Four men—Jordan Penland, Karl Gerner, Edward R. Burke and Paul C. Burke—are suing Chicago’s Soldier Field, saying they were subjected to anti-LGBTQ+ slurs during a 2019 soccer game there and stadium personnel did nothing to stop it, The Advocate reported.

The men, members of the queer community, were attending the CONCACAF Gold Cup’s championship match between the United States and Mexico, according to Outsports.

In the suit, filed in Cook County Circuit Court, they say chanting of “puto”—an anti-gay slur that translates loosely to “male prostitute”—occurred at least 25 times during the match, and “tens of thousands” of fans chanted.
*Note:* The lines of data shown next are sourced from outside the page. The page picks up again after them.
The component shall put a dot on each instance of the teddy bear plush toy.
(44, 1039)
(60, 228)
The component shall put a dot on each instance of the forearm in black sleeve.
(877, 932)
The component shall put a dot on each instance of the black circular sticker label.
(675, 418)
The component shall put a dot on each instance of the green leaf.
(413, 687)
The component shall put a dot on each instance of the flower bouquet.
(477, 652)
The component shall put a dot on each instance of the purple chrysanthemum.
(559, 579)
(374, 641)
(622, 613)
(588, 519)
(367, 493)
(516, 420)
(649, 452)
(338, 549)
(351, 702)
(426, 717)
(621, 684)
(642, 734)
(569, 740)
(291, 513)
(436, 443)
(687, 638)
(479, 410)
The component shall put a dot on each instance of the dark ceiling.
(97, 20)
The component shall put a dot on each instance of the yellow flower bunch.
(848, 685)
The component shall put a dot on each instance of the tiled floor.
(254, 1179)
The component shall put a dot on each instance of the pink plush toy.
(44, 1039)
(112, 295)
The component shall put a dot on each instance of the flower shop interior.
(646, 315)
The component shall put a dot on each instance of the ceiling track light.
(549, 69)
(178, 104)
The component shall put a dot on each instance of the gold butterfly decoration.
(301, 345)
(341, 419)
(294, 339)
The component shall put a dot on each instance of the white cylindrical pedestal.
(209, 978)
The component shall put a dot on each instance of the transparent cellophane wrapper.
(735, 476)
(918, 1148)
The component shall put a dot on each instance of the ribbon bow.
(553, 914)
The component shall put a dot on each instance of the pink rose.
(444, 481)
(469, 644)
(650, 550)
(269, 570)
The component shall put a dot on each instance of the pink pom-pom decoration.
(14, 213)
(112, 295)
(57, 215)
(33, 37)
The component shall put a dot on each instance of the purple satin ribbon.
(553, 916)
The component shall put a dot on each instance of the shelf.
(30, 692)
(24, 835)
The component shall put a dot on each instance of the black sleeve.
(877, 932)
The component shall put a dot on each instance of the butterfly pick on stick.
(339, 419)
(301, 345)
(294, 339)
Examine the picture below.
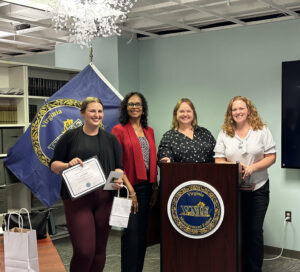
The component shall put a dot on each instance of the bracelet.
(134, 194)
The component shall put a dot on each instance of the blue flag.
(28, 159)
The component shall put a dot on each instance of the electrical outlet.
(288, 216)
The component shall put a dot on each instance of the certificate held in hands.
(82, 180)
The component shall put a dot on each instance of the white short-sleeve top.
(247, 150)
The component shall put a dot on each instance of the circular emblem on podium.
(195, 209)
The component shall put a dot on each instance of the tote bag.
(120, 211)
(39, 220)
(20, 248)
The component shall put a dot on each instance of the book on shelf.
(8, 114)
(43, 86)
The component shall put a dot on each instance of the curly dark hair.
(124, 117)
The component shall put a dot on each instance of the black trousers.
(254, 208)
(134, 237)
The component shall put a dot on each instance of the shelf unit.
(15, 77)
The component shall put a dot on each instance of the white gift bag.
(120, 211)
(20, 248)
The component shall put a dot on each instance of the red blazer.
(133, 160)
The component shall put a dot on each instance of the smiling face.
(239, 112)
(93, 114)
(185, 114)
(135, 107)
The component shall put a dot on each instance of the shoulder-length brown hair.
(175, 124)
(253, 118)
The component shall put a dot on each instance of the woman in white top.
(244, 138)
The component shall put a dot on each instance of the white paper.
(84, 179)
(110, 180)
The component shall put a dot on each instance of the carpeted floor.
(152, 261)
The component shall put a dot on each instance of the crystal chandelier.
(87, 19)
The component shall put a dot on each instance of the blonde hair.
(253, 117)
(175, 124)
(89, 100)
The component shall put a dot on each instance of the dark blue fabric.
(23, 161)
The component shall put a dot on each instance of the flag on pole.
(28, 159)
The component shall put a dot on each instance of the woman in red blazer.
(139, 161)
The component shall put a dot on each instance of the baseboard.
(286, 252)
The plaintiffs, who were wearing rainbow jerseys, reportedly asked stadium workers to take some action to stop the chants, but nothing happened.
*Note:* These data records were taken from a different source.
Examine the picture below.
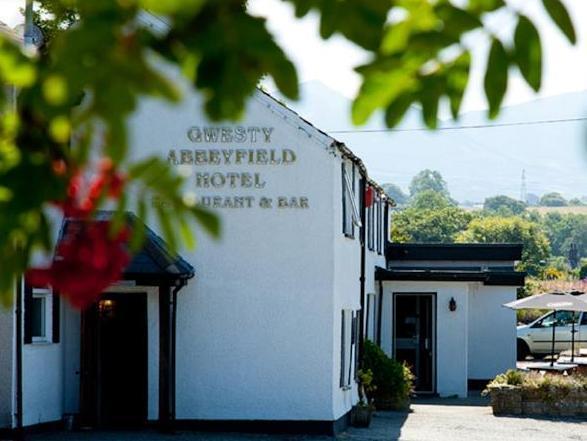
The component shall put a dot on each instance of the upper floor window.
(41, 315)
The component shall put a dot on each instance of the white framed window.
(351, 217)
(41, 315)
(348, 347)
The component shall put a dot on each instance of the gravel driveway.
(440, 420)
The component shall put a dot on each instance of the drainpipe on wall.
(362, 277)
(18, 312)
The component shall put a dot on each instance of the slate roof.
(154, 261)
(487, 276)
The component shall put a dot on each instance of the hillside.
(476, 162)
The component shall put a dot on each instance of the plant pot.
(361, 416)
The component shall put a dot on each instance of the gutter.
(363, 187)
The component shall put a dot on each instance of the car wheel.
(523, 350)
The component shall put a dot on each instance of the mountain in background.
(476, 162)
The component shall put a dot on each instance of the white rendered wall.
(491, 326)
(451, 331)
(254, 328)
(70, 339)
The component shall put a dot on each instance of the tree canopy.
(76, 96)
(395, 192)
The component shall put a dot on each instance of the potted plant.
(393, 380)
(363, 410)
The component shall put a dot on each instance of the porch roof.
(488, 277)
(154, 263)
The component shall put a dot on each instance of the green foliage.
(553, 200)
(549, 387)
(396, 193)
(504, 206)
(511, 230)
(428, 180)
(393, 381)
(528, 52)
(561, 17)
(89, 79)
(429, 225)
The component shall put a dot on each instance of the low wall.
(513, 400)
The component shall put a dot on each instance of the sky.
(332, 62)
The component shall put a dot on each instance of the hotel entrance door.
(414, 336)
(114, 361)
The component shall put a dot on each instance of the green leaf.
(187, 234)
(397, 108)
(457, 21)
(528, 52)
(457, 79)
(432, 88)
(383, 83)
(480, 6)
(561, 17)
(496, 77)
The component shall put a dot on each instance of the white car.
(536, 338)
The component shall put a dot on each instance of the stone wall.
(512, 400)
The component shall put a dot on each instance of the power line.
(470, 127)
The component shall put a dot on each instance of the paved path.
(438, 420)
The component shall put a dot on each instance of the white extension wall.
(255, 327)
(451, 331)
(42, 382)
(7, 365)
(491, 326)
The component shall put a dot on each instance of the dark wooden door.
(114, 355)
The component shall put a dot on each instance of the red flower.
(87, 262)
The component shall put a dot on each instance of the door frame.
(90, 360)
(433, 327)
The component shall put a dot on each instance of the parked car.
(536, 338)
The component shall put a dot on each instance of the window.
(563, 318)
(41, 315)
(348, 347)
(371, 227)
(350, 211)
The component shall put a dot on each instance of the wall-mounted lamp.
(452, 304)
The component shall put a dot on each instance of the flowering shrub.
(393, 381)
(549, 386)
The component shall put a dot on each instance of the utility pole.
(523, 189)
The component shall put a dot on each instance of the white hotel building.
(261, 329)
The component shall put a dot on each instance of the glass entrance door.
(414, 336)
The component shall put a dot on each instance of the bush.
(393, 381)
The lawsuit says the Illinois Department of Human Rights later investigated the episode, and concluded that Soldier Field violated the state’s Human Rights Act by failing to reprimand or eject those who were chanting the slur, Outsports stated.
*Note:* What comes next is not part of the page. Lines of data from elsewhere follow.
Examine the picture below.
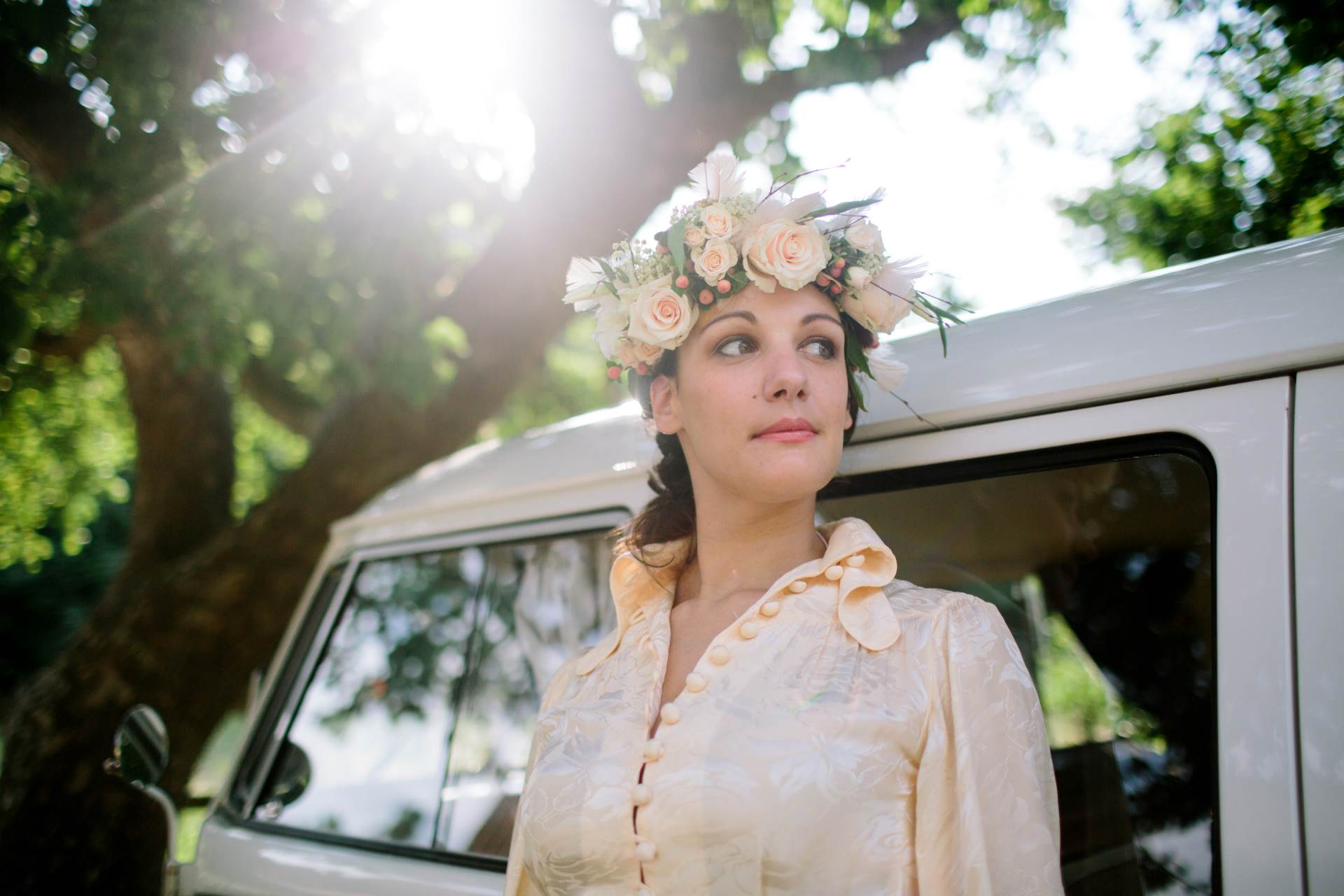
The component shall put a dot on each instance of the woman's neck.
(748, 550)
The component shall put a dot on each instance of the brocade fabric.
(851, 732)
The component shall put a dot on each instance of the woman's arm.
(987, 818)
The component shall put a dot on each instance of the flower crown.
(648, 298)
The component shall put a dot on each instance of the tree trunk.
(201, 602)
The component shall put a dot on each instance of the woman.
(774, 713)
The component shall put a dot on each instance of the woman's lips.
(788, 435)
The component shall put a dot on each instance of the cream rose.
(635, 352)
(714, 261)
(720, 222)
(784, 251)
(883, 302)
(660, 316)
(866, 238)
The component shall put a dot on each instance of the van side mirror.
(140, 747)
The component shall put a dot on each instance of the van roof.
(1243, 315)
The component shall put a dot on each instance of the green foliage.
(264, 450)
(1257, 162)
(571, 382)
(66, 437)
(1078, 703)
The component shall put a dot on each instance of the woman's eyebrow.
(750, 317)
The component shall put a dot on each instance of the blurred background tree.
(1259, 160)
(265, 258)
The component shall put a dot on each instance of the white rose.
(857, 277)
(866, 238)
(874, 309)
(660, 316)
(714, 261)
(610, 327)
(787, 251)
(885, 301)
(720, 222)
(635, 352)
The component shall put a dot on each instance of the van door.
(393, 761)
(1319, 573)
(1140, 554)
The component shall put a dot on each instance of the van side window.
(1104, 574)
(416, 726)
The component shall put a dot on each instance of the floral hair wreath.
(648, 298)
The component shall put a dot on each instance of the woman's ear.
(663, 402)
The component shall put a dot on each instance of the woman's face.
(750, 363)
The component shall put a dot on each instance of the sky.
(974, 194)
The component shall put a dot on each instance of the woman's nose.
(785, 377)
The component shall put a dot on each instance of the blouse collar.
(863, 566)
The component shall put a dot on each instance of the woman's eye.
(733, 340)
(828, 348)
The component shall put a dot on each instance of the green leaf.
(840, 207)
(676, 244)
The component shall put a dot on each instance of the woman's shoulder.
(913, 601)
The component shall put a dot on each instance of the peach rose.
(714, 261)
(784, 251)
(660, 316)
(718, 222)
(635, 352)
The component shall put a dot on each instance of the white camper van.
(1147, 480)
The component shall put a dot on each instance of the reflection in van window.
(417, 723)
(1104, 573)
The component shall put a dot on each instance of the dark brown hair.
(671, 514)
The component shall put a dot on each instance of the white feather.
(886, 367)
(718, 176)
(582, 284)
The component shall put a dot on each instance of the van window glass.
(1104, 574)
(549, 599)
(430, 679)
(366, 750)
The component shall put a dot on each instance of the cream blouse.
(850, 734)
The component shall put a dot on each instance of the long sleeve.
(987, 818)
(517, 881)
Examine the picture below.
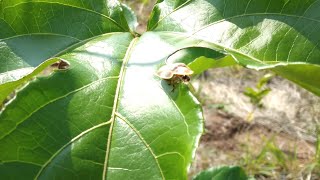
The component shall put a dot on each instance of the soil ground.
(279, 142)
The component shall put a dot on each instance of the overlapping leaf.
(258, 33)
(107, 116)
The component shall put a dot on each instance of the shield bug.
(175, 73)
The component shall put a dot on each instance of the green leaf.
(107, 116)
(222, 173)
(259, 34)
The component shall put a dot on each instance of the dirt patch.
(267, 154)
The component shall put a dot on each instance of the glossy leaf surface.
(222, 173)
(107, 116)
(259, 34)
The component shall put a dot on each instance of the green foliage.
(259, 92)
(222, 173)
(107, 116)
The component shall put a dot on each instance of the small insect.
(175, 73)
(61, 65)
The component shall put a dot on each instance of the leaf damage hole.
(60, 65)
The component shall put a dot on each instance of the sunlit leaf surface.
(259, 34)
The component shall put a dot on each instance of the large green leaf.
(33, 31)
(107, 116)
(259, 34)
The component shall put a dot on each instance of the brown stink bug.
(175, 73)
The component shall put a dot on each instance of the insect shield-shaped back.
(175, 73)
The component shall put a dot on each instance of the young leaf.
(280, 35)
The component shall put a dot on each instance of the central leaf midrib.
(116, 101)
(67, 5)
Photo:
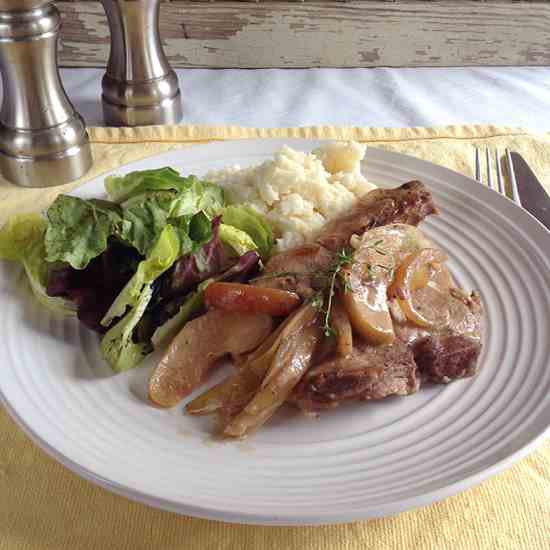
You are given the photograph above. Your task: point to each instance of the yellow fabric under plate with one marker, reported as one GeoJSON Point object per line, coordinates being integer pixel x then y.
{"type": "Point", "coordinates": [44, 506]}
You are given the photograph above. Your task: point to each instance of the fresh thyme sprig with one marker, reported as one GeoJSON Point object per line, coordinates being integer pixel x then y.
{"type": "Point", "coordinates": [343, 259]}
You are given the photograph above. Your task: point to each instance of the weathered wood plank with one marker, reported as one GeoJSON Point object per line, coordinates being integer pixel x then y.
{"type": "Point", "coordinates": [328, 34]}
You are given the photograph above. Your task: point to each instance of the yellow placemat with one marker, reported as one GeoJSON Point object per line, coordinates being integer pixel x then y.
{"type": "Point", "coordinates": [44, 506]}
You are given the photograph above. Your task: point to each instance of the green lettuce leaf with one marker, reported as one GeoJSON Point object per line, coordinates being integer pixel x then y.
{"type": "Point", "coordinates": [78, 229]}
{"type": "Point", "coordinates": [22, 240]}
{"type": "Point", "coordinates": [117, 346]}
{"type": "Point", "coordinates": [239, 241]}
{"type": "Point", "coordinates": [165, 252]}
{"type": "Point", "coordinates": [164, 334]}
{"type": "Point", "coordinates": [199, 195]}
{"type": "Point", "coordinates": [121, 188]}
{"type": "Point", "coordinates": [252, 223]}
{"type": "Point", "coordinates": [192, 194]}
{"type": "Point", "coordinates": [143, 220]}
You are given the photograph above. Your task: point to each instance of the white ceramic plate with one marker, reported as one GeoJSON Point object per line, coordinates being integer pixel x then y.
{"type": "Point", "coordinates": [357, 462]}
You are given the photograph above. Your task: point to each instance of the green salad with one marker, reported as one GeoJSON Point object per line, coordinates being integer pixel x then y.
{"type": "Point", "coordinates": [134, 267]}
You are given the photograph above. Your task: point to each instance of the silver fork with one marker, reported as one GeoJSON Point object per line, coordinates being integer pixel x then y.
{"type": "Point", "coordinates": [499, 187]}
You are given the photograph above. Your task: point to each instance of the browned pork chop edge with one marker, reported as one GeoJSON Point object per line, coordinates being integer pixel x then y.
{"type": "Point", "coordinates": [410, 203]}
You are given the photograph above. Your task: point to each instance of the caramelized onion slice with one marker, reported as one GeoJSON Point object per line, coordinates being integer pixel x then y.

Mexico has to play two official home matches in an empty stadium as part of a punishment following homophobic chants by the team’s fans at two Olympic soccer tournament qualifiers in March, USA Today noted. Those matches—one against Jamaica in September, the other against Canada in October—are both 2022 World Cup qualifiers. Also, European soccer’s governing body ordered the Hungarian Football Federation to play its next three home matches “behind closed doors” and to pay a 100,000-euro fine over recent homophobic and racist behavior by its fans, The New York Daily News noted.